Pero ¿bastaría? porque el ruido de toda esa efusión verbal y el estrépito melodramático de la pantomima gesticulada podrían disimular para siempre, de no saber leer entre líneas, la violenta angustia soterrada de otro discurso no proferido: “¿Quién revelará jamás la causa secreta e insondable de todo mi dolor?” (Inicio de largo lamento melancólico dirigido por el rey Mark a su sobrino: escena en el Jardín: segundo acto de Tristán e Isolda).

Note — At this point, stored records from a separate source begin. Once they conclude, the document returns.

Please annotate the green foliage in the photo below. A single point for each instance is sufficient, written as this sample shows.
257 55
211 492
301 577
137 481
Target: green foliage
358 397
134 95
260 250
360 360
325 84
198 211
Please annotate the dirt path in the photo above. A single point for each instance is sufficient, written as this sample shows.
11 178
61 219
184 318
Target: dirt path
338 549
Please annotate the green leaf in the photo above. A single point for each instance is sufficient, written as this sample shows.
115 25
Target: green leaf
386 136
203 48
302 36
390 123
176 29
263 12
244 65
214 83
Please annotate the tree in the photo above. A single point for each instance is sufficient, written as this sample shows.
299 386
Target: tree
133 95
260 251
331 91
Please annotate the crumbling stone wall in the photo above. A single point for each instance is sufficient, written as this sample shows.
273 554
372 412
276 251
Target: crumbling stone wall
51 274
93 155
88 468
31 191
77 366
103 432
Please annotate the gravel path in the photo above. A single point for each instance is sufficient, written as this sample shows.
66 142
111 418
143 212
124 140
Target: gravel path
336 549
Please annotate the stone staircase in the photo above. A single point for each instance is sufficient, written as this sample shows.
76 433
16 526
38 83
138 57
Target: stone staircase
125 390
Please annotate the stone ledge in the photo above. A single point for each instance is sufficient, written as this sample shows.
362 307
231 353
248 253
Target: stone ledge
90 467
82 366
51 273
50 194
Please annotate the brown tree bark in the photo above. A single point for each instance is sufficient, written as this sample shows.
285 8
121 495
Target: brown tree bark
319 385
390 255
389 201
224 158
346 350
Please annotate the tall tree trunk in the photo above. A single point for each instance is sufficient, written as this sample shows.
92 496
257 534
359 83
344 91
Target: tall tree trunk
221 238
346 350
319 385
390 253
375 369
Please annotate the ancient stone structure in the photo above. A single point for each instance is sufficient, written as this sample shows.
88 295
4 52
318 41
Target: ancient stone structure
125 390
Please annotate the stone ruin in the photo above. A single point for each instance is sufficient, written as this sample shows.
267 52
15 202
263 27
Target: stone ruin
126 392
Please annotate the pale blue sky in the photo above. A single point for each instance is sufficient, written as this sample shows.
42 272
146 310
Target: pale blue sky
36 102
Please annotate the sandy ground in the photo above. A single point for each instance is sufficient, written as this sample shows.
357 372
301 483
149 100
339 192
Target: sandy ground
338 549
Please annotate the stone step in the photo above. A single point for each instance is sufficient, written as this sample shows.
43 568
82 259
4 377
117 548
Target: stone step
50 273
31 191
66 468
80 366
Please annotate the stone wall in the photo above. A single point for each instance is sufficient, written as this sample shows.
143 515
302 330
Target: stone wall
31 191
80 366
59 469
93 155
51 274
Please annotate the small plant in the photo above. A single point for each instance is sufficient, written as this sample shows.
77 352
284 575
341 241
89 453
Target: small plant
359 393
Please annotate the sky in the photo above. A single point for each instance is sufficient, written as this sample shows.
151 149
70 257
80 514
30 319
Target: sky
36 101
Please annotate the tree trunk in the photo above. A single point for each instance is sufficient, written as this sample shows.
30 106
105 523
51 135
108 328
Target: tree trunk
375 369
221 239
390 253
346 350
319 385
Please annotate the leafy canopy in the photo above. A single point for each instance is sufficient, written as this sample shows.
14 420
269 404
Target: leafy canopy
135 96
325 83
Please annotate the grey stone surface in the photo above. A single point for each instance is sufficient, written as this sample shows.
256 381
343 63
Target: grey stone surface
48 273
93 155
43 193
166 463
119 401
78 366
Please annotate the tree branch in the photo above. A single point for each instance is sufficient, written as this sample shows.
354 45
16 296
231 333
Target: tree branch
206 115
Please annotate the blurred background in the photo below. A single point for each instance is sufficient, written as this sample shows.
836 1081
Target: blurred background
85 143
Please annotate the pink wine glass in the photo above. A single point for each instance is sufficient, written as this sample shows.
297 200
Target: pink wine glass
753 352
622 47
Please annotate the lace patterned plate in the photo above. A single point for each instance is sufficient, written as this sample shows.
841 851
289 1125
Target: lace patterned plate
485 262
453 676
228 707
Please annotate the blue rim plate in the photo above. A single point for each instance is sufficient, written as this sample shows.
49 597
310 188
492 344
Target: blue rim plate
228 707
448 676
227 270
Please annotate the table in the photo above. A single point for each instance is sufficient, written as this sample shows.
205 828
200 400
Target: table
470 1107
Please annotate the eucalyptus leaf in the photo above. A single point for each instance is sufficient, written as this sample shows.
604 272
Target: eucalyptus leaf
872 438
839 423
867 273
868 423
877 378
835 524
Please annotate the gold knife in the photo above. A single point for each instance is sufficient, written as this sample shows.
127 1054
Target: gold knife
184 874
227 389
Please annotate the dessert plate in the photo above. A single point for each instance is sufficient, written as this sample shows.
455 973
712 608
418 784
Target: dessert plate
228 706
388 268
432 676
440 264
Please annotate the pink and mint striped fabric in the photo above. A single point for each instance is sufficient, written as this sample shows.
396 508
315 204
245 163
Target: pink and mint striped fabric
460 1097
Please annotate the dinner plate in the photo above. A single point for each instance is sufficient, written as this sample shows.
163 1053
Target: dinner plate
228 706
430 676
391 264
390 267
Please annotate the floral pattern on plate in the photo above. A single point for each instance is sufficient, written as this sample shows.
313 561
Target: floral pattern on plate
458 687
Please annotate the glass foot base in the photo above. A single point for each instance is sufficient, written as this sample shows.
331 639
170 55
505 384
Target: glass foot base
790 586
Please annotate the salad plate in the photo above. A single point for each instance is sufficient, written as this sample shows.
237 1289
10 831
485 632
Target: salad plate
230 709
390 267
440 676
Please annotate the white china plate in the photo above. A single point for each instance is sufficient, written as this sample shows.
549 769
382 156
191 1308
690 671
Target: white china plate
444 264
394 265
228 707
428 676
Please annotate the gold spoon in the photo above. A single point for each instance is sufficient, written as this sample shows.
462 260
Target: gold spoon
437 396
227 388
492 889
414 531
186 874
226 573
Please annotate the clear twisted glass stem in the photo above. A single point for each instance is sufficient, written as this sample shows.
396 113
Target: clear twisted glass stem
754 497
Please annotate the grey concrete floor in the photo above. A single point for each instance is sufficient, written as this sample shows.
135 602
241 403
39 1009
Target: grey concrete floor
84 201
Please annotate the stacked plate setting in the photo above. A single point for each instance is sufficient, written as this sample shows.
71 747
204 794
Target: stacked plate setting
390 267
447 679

El Giorgione de la Academia le habría comunicado al conde, como presagio, su inminencia premonitoria, ese extraño color de los jardines en las tardes plomizas, cuando se aproxima una tormenta eléctrica. Ahora que ya empieza el verano a nadie le extraña, y parece lo más natural, que hayan vuelto a abrirse las ventanas sobre el jardín y que el mismo criado que sacude las persianas con un plumero demasiado grande se asome luego a la puerta que da al Canal, abotonándose el chaleco con la mano izquierda irreprochablemente enguantada. El conde, en un sillón de mimbre, escribe en un cuaderno y, aunque empieza a hacer calor, se cubre las piernas con la manta escocesa. Escribe para conjurar, volviéndolo palabras, un recuerdo inoportuno: “Hay ciertas tardes melancólicas cuando parece que el mundo está a punto de acabarse”.